Anger can only accept alliances, will only respect those who have anger against a common enemy. It doesn’t resolve differences, it sets them aside and doesn’t explore them. Once the common adversary is gone, the unresolved differences re-emerge and new conflict is born: this is the lesson of Iraq and Afghanistan. If you try to conform blindly with your allies in the midst of conflict, you risk compromising your basic identity: this is the lesson of Eastern Europeans who collaborated with the Nazis in World War II, who had to wait 45 years after the war to emerge from occupation.
Perhaps the best example of a Compassionate world leader struggling against injustice is the Dalai Lama. He promotes the dignity of his country, taken off the map almost 50 years ago, whose independence is valued by few, and yet never villainizes the Chinese government, even when he testifies to the repressive actions they take. He doesn’t try to goad his people into revolution or violent protest. Whether he succeeds in the short run is irrelevant: since he is acting from Compassion, his cause can never be forgotten until the goal is accomplished.
There are folks who would say Anger can feed Compassion, such as an author I referenced in last Friday’s post. I think Hawkeye is an example of how Anger can cripple Compassion. A truly Compassionate person doesn’t qualify those who receive it. Jesus put it this way: “You have heard that it was said, ‘You shall love your neighbor and hate your enemy.’But I say to you, love your enemies, and pray for those who persecute you, that you may be children of your heavenly Father, for he makes his sun rise on the bad and the good, and causes rain to fall on the just and the unjust. For if you love those who love you, what recompense will you have? Do not the tax collectors do the same? And if you greet your brothers only, what is unusual about that? Do not the pagans do the same?So be perfect, just as your heavenly Father is perfect. (Matthew 5:43-48; parallel at Luke 6:27-36) The Letter of James puts it this way: “Know this, dear brothers, everyone should be quick to hear, slow to speak, slow to wrath, for the wrath of a man does not accomplish the Righteousness of God. (James 1:19-20) ”
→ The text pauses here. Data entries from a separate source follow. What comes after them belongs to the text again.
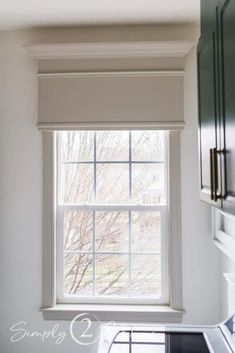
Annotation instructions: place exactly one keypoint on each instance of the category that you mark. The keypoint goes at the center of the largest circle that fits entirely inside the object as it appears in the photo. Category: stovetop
(134, 338)
(132, 341)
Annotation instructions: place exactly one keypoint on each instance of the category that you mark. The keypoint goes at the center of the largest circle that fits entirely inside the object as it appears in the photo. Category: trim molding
(148, 49)
(160, 125)
(49, 244)
(121, 313)
(142, 73)
(175, 244)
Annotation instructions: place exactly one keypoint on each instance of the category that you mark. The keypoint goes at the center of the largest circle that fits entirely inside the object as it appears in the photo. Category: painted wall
(21, 194)
(227, 267)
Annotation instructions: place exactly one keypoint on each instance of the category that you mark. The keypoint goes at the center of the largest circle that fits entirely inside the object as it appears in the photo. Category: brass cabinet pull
(215, 174)
(211, 174)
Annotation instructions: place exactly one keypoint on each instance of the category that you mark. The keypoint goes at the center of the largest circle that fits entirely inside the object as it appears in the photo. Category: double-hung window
(112, 216)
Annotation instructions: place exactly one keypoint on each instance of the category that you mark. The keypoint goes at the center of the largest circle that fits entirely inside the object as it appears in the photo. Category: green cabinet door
(208, 118)
(227, 42)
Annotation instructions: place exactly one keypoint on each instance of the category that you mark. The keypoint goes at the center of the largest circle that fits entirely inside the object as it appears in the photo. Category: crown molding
(102, 50)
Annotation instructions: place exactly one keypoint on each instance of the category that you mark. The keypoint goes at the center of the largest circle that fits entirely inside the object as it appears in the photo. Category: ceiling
(33, 13)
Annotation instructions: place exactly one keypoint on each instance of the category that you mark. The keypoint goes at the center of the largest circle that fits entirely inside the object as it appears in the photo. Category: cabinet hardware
(215, 173)
(211, 174)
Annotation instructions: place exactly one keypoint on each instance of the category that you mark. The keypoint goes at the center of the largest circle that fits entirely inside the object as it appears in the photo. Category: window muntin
(112, 190)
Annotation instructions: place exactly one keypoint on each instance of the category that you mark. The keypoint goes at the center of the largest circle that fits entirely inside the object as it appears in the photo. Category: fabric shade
(109, 100)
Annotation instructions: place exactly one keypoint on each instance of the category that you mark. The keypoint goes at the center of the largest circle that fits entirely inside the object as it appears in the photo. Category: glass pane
(112, 231)
(145, 276)
(120, 348)
(146, 231)
(77, 183)
(148, 145)
(150, 337)
(112, 145)
(78, 279)
(148, 183)
(111, 275)
(140, 348)
(112, 183)
(77, 145)
(78, 231)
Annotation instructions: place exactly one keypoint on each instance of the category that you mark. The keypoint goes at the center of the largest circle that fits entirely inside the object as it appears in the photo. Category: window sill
(121, 313)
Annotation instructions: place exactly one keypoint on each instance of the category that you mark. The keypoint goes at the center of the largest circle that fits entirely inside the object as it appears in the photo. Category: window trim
(49, 300)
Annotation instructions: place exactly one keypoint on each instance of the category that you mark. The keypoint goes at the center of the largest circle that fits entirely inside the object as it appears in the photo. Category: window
(112, 216)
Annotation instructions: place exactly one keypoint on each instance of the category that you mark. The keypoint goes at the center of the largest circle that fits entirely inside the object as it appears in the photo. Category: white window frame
(162, 209)
(51, 306)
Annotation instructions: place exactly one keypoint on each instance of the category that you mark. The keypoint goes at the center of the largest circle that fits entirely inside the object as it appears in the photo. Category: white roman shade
(105, 100)
(151, 96)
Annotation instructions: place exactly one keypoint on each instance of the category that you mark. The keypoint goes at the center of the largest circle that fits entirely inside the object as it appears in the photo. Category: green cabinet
(227, 53)
(216, 93)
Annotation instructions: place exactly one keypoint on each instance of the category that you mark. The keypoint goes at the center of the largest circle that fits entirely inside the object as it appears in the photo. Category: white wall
(20, 206)
(227, 267)
(201, 262)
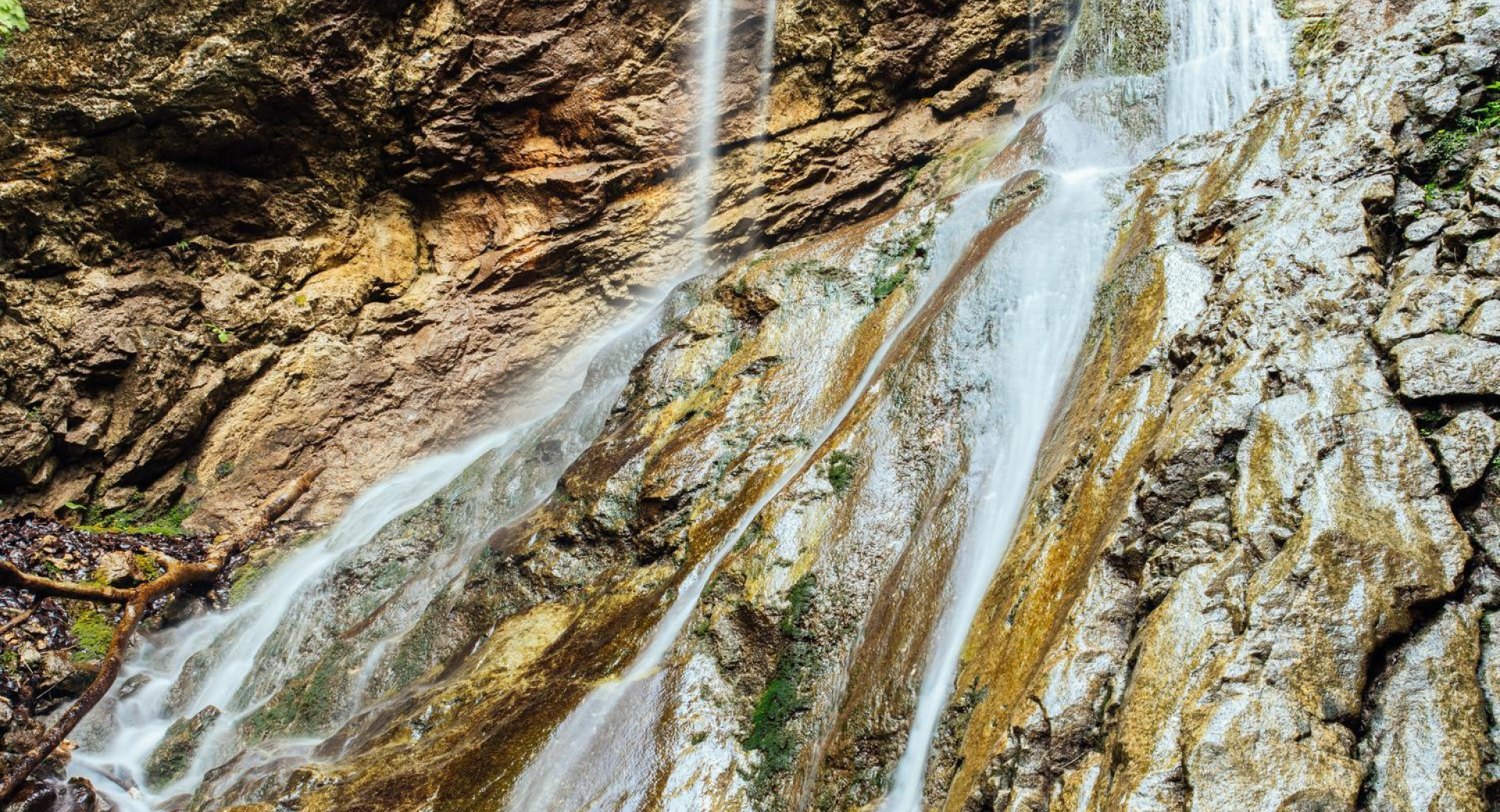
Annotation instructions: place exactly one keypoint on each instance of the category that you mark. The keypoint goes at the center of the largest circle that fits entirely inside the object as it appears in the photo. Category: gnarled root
(137, 601)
St. Augustine of Hippo once said: “Resentment is like taking poison and hoping the other person dies.” Resentment is another form of Anger, and Anger is just as poisonous. It’s a poison that’s affected America and almost every Church in America. However we define Justice and the drive to do Justice, I think we need to call our methods and motivations into question.
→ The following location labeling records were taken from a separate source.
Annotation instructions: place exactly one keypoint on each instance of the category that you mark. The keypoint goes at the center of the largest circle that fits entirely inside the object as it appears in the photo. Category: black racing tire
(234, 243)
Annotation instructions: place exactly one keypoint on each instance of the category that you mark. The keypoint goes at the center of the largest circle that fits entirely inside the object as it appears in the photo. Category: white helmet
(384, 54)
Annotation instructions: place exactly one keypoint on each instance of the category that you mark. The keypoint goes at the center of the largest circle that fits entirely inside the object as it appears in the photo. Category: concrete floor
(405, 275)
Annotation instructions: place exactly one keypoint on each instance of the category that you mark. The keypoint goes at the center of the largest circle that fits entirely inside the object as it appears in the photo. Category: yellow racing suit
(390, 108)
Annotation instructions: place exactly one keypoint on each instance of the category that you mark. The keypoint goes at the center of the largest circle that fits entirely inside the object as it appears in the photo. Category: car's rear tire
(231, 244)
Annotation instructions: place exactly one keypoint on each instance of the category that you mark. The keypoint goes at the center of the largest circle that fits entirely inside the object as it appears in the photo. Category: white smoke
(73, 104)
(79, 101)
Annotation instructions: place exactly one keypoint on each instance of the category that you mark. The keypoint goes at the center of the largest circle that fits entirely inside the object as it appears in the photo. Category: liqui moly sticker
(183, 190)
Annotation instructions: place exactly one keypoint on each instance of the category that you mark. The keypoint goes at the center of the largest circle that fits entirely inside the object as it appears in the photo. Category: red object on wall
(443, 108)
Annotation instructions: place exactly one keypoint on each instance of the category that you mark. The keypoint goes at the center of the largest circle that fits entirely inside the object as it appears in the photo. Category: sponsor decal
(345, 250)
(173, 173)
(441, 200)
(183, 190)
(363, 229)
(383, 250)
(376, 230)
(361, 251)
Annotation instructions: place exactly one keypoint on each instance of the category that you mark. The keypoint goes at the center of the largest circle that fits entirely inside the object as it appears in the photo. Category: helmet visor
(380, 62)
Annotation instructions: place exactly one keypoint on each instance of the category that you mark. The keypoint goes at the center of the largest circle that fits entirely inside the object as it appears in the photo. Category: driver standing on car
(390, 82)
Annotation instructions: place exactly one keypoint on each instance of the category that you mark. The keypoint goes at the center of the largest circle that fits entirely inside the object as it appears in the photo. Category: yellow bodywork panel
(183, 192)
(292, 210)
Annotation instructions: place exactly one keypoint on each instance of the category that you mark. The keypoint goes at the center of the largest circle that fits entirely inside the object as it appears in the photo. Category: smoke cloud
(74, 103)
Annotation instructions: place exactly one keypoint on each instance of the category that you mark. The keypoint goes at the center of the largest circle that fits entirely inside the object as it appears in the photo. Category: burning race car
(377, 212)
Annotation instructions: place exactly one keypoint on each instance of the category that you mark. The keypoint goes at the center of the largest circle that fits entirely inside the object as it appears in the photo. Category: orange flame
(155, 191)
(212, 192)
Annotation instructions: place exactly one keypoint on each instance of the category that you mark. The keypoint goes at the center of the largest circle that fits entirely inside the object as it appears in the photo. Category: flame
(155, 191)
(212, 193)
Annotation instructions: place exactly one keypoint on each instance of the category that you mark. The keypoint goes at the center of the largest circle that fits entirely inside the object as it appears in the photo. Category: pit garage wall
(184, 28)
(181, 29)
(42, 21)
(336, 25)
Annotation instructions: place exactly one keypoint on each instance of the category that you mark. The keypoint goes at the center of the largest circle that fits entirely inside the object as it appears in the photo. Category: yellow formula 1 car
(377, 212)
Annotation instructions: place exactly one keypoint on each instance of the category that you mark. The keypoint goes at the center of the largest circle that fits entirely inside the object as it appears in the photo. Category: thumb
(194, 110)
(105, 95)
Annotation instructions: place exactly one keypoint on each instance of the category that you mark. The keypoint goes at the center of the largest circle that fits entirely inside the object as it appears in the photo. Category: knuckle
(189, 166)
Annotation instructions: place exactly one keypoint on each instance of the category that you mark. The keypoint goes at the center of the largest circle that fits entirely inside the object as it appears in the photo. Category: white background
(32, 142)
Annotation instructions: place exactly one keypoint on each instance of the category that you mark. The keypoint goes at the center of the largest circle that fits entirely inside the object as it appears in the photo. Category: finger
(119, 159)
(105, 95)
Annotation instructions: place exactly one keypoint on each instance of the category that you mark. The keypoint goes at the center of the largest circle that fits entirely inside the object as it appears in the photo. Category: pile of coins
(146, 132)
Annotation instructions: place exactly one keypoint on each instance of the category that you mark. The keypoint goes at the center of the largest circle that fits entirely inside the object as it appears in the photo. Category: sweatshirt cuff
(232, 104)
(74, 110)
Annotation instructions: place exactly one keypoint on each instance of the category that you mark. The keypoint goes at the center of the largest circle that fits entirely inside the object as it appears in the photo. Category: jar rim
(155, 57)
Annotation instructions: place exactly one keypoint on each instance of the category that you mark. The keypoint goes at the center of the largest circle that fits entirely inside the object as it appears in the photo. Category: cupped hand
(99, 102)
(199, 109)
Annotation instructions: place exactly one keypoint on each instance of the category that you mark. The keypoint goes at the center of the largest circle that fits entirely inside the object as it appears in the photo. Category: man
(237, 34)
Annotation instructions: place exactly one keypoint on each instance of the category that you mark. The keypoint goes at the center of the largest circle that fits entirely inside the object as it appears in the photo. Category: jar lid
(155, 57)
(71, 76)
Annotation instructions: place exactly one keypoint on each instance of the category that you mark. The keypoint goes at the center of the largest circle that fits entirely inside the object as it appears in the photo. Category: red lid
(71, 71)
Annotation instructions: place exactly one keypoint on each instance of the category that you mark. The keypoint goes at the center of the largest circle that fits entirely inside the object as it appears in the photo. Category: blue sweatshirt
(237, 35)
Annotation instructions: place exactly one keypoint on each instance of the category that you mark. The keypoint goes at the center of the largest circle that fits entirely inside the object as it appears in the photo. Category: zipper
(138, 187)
Perhaps our great problem in this day and age, whether we are Conservative or Liberal, Traditional or Progressive, is we’ve let ourselves become a world of Hawkeye Pierces. Our problems are perpetuated because we choose to act from Anger, and let Anger drive us. If we could realize how Anger destroys us from within before it burns us out, we might be able to recover a sense of community that humans are intended to live in. Otherwise, Anger will surely destroy us, both individually and collectively, Right or Wrong.